To determine the vertical and horizontal components of the pendulum's displacement, we need to consider the conservation of momentum and the conservation of energy.
1. Conservation of momentum:
Since the bullet buries itself in the pendulum, we can assume that the total momentum before and after the collision is conserved. The initial momentum of the bullet can be calculated as the product of its mass and velocity:
Initial momentum (bullet) = mass (bullet) x velocity (bullet)
= 0.017 kg x 220 m/s
The momentum of the pendulum and the bullet after the collision is zero because both objects are at rest after the collision.
2. Conservation of energy:
The initial kinetic energy of the bullet is equal to the final potential energy gained by the pendulum. The pendulum's potential energy can be calculated using the equation:
Potential energy (pendulum) = mass (pendulum) x gravity x height
Given that the mass of the pendulum is 3.9 kg, the acceleration due to gravity is approximately 9.8 m/s^2, and the height is equal to the length of the string (3.0 m), we can calculate the potential energy.
3. Analyzing displacement:
The displacement of the pendulum will have both vertical and horizontal components. The vertical component corresponds to the height to which the pendulum swings upward, while the horizontal component corresponds to the distance the pendulum swings to one side.

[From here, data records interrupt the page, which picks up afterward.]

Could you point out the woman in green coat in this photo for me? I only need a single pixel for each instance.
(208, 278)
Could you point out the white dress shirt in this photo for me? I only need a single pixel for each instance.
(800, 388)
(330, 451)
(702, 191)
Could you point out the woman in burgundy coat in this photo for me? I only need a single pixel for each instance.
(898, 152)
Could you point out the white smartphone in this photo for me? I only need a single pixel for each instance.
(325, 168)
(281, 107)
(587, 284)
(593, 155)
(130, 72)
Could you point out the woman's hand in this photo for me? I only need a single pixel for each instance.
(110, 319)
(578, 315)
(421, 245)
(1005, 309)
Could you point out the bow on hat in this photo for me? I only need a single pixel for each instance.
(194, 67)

To calculate the vertical component of the displacement, we can use the conservation of energy equation mentioned above. The horizontal component of the displacement can be determined using the Pythagorean theorem, as the displacement forms a right-angled triangle with the vertical and horizontal components.
To calculate the exact values, we need the height of the pendulum swing. Please provide the height, and I will help you calculate the vertical and horizontal components of the pendulum's displacement.